Given two random variables $x,y$ uniformously distribuited on $[0,1]$, define their linear combination $k = ax + by$ with $a>b$.
By convolution, I have derived the CDF and PDF of k as follow:
$$
F(k)= \begin{cases}
\frac{k^2}{2ab} & 0\leq k\leq b \\
\frac{2k-b}{2a} & b < k\leq a \\
1-\frac{(a+b-k)^2}{2ab} & a<k\leq a+b
\end{cases}
$$
$$
f(k)= \begin{cases}
\frac{k}{ab} & 0\leq k\leq b \\
\frac{1}{a} & b < k\leq a \\
\frac{(a+b-k)}{ab} & a<k\leq a+b
\end{cases}
$$
I'm quite confindent on that PDF because by integrating it across $[0,(a+b)]$ I get 1 as a result.
Then I computed the PDF of the maximum order statistic of $k$ (2 draws). The formula I used is:
$$
f_1^{(2)}(k)=2f(k)F(k)
$$
Hence I obtained:
$$
f_1^{(2)}(k)= \begin{cases}
\frac{k^3}{a^2b^2} & 0\leq k\leq b \\
\frac{2k-b}{a^2} & b < k\leq a \\
\frac{(a+b-k)(a^2+b^2+k^2-2ka-2kb)}{a^2b^2} & a<k\leq a+b
\end{cases}
$$
QUESTION. I want to find the PDF of x and the expected value of x within the maximum order statistic of k.

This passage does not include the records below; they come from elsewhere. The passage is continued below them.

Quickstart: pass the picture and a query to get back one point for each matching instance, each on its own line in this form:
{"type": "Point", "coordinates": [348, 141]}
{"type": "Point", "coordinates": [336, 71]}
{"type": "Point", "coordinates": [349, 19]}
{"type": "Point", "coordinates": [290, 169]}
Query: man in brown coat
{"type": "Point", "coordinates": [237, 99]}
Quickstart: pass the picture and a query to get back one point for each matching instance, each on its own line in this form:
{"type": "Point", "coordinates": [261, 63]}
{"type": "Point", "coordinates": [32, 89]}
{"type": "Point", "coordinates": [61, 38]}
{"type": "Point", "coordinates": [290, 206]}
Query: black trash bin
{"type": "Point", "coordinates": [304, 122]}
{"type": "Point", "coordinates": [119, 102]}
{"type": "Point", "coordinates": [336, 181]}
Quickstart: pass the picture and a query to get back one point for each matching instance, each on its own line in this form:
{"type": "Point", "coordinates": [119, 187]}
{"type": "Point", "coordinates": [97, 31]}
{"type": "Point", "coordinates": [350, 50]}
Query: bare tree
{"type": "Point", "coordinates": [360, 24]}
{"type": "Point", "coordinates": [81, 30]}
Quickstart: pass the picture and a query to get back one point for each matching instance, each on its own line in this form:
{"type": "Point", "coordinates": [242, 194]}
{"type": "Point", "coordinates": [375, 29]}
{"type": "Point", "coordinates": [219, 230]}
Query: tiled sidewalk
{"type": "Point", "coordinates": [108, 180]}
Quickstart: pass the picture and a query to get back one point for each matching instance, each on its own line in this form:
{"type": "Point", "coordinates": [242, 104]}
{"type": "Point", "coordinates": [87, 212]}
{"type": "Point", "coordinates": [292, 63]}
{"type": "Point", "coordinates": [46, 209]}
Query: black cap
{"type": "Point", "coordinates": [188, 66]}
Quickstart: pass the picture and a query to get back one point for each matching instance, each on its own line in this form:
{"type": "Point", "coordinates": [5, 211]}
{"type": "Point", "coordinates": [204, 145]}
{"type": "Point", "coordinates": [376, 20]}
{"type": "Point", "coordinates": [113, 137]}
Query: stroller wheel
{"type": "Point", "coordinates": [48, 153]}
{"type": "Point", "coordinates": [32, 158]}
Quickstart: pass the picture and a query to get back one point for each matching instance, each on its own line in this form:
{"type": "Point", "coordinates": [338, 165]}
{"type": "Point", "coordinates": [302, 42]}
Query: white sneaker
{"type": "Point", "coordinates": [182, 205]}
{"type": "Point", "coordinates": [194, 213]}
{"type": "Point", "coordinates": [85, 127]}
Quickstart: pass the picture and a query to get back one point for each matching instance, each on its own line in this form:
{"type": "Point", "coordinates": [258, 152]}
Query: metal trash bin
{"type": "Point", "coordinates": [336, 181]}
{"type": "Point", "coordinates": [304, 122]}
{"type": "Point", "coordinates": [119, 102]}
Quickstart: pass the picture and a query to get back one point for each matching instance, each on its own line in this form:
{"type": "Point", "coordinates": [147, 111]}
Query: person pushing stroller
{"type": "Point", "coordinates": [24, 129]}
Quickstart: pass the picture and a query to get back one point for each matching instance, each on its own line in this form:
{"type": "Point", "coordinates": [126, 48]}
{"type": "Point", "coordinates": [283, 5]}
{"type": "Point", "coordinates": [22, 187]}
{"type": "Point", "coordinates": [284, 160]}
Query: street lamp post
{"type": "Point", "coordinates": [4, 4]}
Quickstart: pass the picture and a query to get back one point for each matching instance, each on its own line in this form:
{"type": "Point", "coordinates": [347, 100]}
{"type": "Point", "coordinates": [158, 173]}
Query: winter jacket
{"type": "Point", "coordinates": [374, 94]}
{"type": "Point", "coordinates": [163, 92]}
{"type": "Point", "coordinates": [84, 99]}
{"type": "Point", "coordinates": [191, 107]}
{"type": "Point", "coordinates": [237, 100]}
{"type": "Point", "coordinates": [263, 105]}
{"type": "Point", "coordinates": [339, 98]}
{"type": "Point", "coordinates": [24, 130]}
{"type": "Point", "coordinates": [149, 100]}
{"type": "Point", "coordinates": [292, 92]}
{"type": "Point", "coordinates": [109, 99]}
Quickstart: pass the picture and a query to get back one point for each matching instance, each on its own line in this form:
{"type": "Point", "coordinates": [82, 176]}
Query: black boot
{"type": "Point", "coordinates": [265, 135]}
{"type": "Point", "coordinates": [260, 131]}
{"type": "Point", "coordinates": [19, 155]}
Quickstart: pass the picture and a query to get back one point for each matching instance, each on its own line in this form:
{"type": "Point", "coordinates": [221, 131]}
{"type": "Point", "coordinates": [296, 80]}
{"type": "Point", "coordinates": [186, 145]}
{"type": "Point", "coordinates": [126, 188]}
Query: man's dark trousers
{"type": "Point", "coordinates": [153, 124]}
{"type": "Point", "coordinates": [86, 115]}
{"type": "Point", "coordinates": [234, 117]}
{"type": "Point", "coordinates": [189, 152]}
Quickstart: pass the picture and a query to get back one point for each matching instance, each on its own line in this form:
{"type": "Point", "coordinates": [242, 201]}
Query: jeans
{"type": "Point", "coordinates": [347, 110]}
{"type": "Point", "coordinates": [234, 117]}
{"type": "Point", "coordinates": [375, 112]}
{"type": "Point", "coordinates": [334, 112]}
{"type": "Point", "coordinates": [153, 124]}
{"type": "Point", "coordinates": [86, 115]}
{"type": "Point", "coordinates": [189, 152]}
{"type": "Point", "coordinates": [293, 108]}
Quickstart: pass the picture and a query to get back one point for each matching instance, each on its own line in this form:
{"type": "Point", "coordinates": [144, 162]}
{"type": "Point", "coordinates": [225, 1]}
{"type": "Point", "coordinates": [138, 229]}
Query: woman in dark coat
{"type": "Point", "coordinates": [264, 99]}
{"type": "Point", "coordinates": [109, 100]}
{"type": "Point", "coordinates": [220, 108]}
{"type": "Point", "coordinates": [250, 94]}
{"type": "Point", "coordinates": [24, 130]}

$(x,y)$ are the characteristics of a person. And $k$ is a summatory statistics which allow to rank people. Hence the PDF of the maximum order statistic of k is the probability that someone is ranked first. I need to know the probability that a person with characteristic $"x"$ in the first r.v. is ranked first.

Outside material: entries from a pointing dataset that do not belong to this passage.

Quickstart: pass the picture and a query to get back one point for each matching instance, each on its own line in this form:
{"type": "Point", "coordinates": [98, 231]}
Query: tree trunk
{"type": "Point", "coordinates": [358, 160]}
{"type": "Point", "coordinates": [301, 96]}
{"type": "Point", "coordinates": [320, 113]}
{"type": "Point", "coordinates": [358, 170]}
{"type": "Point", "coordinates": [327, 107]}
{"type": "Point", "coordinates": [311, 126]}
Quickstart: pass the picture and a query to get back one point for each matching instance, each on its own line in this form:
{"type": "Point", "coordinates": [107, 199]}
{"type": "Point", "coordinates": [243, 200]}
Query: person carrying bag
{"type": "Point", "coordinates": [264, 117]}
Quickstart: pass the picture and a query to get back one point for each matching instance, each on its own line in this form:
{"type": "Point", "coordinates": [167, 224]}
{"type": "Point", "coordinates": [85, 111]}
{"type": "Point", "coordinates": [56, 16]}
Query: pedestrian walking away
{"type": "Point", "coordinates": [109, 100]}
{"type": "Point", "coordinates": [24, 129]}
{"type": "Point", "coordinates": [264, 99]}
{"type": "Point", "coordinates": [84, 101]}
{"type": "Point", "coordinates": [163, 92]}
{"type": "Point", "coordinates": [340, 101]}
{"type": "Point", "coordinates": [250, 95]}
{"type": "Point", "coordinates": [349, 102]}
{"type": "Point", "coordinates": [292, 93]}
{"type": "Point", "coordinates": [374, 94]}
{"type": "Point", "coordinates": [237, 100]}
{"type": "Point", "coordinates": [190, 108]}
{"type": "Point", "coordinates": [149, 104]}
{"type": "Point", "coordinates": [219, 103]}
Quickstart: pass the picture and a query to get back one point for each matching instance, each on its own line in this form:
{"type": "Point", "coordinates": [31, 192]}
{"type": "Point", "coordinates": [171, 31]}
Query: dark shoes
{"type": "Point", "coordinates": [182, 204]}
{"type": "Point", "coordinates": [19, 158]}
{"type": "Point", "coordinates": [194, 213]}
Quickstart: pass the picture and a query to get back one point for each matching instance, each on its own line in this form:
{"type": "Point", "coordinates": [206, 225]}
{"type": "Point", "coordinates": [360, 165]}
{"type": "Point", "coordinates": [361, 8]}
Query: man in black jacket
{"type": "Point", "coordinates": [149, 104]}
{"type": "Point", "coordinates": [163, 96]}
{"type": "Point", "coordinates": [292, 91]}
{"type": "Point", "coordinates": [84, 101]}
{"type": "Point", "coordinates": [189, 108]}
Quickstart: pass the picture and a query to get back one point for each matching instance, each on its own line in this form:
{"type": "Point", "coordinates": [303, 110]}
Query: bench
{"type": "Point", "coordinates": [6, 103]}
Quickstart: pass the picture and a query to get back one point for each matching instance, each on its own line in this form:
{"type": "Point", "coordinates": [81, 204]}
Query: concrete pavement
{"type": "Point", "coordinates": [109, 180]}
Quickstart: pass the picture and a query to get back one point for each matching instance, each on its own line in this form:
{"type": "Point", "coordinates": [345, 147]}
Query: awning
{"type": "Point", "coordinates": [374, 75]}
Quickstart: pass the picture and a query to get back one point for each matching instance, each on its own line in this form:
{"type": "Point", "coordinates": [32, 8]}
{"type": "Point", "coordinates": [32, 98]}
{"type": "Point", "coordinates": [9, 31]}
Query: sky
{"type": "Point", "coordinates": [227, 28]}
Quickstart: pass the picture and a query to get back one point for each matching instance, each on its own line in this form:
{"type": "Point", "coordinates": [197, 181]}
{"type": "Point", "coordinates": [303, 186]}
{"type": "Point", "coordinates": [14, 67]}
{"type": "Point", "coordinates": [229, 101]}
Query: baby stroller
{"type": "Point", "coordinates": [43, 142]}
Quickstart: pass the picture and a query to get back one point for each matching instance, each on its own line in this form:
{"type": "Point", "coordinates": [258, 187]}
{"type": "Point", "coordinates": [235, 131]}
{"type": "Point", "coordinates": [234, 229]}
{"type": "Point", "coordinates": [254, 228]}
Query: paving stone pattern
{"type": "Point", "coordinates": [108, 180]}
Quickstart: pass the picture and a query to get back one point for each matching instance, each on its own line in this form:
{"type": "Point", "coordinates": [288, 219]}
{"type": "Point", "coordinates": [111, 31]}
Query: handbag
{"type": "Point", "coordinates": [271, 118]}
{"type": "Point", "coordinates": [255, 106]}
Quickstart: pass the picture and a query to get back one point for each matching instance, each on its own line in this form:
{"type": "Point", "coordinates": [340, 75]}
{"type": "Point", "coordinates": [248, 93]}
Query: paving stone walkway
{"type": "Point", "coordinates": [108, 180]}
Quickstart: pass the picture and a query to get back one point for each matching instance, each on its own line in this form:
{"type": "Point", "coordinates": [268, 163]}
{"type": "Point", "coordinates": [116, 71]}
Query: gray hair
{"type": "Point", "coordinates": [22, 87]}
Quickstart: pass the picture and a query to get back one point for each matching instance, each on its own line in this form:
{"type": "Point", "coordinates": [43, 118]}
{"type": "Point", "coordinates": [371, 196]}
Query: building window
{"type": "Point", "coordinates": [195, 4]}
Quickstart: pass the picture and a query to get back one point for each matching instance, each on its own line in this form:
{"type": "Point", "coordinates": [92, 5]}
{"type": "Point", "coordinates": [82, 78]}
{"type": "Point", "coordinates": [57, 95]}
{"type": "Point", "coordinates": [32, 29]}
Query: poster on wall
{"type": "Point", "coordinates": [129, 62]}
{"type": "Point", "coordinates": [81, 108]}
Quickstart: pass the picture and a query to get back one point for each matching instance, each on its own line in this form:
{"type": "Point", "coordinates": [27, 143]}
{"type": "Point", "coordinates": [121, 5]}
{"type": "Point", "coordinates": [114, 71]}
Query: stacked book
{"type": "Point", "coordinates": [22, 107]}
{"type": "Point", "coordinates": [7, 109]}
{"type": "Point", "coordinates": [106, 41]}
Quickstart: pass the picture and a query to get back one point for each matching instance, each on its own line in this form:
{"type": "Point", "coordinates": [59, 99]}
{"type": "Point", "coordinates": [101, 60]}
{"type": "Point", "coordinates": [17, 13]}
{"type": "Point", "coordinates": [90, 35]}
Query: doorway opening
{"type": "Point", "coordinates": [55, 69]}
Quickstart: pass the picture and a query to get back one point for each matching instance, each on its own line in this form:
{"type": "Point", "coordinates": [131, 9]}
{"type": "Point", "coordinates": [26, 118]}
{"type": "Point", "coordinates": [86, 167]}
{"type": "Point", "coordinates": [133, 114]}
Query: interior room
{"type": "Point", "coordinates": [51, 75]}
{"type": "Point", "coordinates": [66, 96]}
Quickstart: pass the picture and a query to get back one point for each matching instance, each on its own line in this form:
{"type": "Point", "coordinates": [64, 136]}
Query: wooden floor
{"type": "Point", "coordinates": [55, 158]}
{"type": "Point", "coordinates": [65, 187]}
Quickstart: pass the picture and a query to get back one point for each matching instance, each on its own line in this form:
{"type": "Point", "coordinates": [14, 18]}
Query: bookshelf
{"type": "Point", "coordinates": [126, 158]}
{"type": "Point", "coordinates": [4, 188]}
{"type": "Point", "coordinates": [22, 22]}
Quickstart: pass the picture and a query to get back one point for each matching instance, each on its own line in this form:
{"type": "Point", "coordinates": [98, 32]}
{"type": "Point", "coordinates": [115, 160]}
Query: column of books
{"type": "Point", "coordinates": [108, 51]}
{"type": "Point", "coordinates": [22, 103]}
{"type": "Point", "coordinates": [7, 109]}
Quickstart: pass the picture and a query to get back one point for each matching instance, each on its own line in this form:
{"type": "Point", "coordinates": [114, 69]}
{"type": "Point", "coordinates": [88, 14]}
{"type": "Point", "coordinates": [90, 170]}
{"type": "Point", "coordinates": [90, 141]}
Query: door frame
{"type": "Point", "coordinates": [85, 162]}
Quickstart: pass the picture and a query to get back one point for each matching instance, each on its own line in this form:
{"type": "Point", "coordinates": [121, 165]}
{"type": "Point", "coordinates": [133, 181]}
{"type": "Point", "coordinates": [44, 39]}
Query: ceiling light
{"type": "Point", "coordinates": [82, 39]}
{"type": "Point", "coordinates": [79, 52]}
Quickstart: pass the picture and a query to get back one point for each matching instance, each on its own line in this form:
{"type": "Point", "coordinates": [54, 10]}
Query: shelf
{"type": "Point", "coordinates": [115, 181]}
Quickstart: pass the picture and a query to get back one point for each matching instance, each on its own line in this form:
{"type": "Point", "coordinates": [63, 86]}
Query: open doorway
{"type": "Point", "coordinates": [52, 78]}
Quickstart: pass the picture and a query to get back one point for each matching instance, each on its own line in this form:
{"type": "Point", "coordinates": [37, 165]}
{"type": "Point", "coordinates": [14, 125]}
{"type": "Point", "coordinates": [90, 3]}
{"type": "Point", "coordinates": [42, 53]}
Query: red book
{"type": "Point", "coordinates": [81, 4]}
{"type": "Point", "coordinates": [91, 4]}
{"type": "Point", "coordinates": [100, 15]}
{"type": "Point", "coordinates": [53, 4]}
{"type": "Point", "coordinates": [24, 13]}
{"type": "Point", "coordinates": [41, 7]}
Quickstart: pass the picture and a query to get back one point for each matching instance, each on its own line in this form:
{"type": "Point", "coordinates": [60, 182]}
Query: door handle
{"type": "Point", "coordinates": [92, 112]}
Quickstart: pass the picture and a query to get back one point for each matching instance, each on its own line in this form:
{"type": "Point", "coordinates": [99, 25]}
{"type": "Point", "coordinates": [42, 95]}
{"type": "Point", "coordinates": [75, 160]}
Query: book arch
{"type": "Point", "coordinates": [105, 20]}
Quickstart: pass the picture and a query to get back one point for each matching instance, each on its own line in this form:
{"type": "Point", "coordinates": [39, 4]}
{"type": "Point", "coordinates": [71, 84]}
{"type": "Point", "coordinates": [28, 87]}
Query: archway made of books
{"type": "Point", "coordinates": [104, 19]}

I thought that it was enough to replace $k = ax + by$ within $f_1^{(2)}(k)$ and then look for the marginal distribution of $x$ within $f_1^{(2)}(k(x,y))$. However it does not work. And, I think, the reason is the following (and I find it weird).

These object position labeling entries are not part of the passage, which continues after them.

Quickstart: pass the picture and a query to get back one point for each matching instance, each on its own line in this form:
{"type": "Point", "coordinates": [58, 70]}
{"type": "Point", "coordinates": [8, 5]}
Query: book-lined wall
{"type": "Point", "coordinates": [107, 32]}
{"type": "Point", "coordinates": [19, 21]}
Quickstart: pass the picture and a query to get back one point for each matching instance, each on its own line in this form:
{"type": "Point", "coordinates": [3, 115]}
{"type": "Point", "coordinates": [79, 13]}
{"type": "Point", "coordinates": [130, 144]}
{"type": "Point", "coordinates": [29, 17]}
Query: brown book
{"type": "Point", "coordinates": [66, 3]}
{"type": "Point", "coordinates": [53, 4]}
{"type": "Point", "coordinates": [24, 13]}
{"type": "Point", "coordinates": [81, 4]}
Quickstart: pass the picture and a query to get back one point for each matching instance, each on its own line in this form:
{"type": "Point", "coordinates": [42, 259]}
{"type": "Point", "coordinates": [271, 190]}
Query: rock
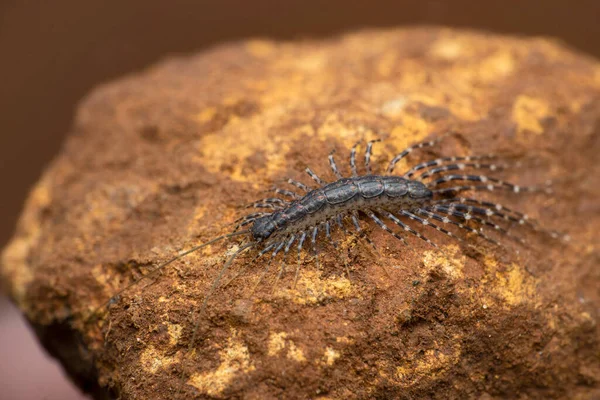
{"type": "Point", "coordinates": [161, 161]}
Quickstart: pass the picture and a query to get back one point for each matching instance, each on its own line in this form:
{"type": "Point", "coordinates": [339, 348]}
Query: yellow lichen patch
{"type": "Point", "coordinates": [276, 343]}
{"type": "Point", "coordinates": [515, 285]}
{"type": "Point", "coordinates": [428, 365]}
{"type": "Point", "coordinates": [449, 49]}
{"type": "Point", "coordinates": [14, 260]}
{"type": "Point", "coordinates": [446, 259]}
{"type": "Point", "coordinates": [152, 360]}
{"type": "Point", "coordinates": [330, 356]}
{"type": "Point", "coordinates": [295, 353]}
{"type": "Point", "coordinates": [311, 288]}
{"type": "Point", "coordinates": [206, 115]}
{"type": "Point", "coordinates": [344, 339]}
{"type": "Point", "coordinates": [235, 359]}
{"type": "Point", "coordinates": [174, 333]}
{"type": "Point", "coordinates": [498, 65]}
{"type": "Point", "coordinates": [527, 113]}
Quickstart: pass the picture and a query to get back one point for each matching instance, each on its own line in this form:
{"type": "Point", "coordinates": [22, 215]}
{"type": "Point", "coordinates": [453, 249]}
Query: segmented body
{"type": "Point", "coordinates": [421, 198]}
{"type": "Point", "coordinates": [414, 199]}
{"type": "Point", "coordinates": [340, 198]}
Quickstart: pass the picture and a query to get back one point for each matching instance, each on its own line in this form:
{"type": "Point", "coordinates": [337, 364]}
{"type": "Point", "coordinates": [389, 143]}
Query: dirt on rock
{"type": "Point", "coordinates": [162, 161]}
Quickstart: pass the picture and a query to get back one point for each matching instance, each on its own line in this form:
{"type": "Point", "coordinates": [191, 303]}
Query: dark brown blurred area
{"type": "Point", "coordinates": [54, 52]}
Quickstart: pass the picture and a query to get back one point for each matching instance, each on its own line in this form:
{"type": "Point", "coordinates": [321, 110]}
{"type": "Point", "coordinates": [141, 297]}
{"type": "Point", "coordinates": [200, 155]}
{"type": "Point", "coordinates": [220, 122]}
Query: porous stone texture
{"type": "Point", "coordinates": [162, 160]}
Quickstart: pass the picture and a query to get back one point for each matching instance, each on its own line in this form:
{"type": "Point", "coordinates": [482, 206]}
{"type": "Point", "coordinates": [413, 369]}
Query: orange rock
{"type": "Point", "coordinates": [160, 161]}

If I integrate $f_1^{(2)}(k)$ across all the domain of $k$ I obtain, as expected, 1 as a result:
$$
\int_{0}^{b} \frac{k^3}{a^2b^2}\, dk + \int_{b}^{a} \frac{2k-b}{a^2}\, dk + \int_{a}^{(a+b)} \frac{(a+b-k)(a^2+b^2+k^2-2ka-2kb)}{a^2b^2}\, dk = 1
$$
However If I replace $k = ax + by$ within $f_1^{(2)}(k)$ and I double-integrate within the domain of $x$ and $y$, I do not obtain 1. Why?
$$
\int_{0}^{1} \int_{0}^{\frac{b}{a}(1-y)} \frac{(ax+by)^3}{a^2b^2}\, dx dy+
\int_{0}^{1} \int_{\frac{b}{a}(1-y)}^{1-\frac{b}{a}} \frac{2(ax+by)-b}{a^2}\,dx dy + \int_{0}^{1} \int_{1-\frac{b}{a}}^{1} \frac{(a+b-(ax+by))(a^2+b^2+(ax+by)^2-2(ax+by)a-2(ax+by)b)}{a^2b^2}\,dx dy = \frac{1}{a}+\frac{b}{3a^2}
$$
THANKS!!!
I think I solved the problem, but I hope someone can check my solution. As BGM pointed out, $f_k(ax+by)$ is NOT the joint PDF of $(x,y)$, which are i.i.d. .
What I'm looking is simply the expected value of $x$ conditional to $(ax+by) = E[k_1^{(2)}]$, which can be denoted with $E[x|(ax+by) = E[k_1^{(2)}]]$. Let define this value, with a slight abuse of notation, $E[x_1]$.
Since $(x,y)$ are i.i.d., the PDF of $x_1$ remains uniform; however $x_1$ is no longer (necessarily) distribuited across $0,1$ i,e, the support changes. Suppose in fact that $b<E[k_1^{(2)}]$; then, the lower bound of the support of $x_1$ would be $\tfrac{E[k_1^{(2)}]-b}{a}$. Suppose instead that $a>E[k_1^{(2)}]$; then the upper bound of the support of $x_1$ is no longer $1$ but $\tfrac{E[k_1^{(2)}]}{a}$.
One can work out all the cases, depending on the parameters of the problem.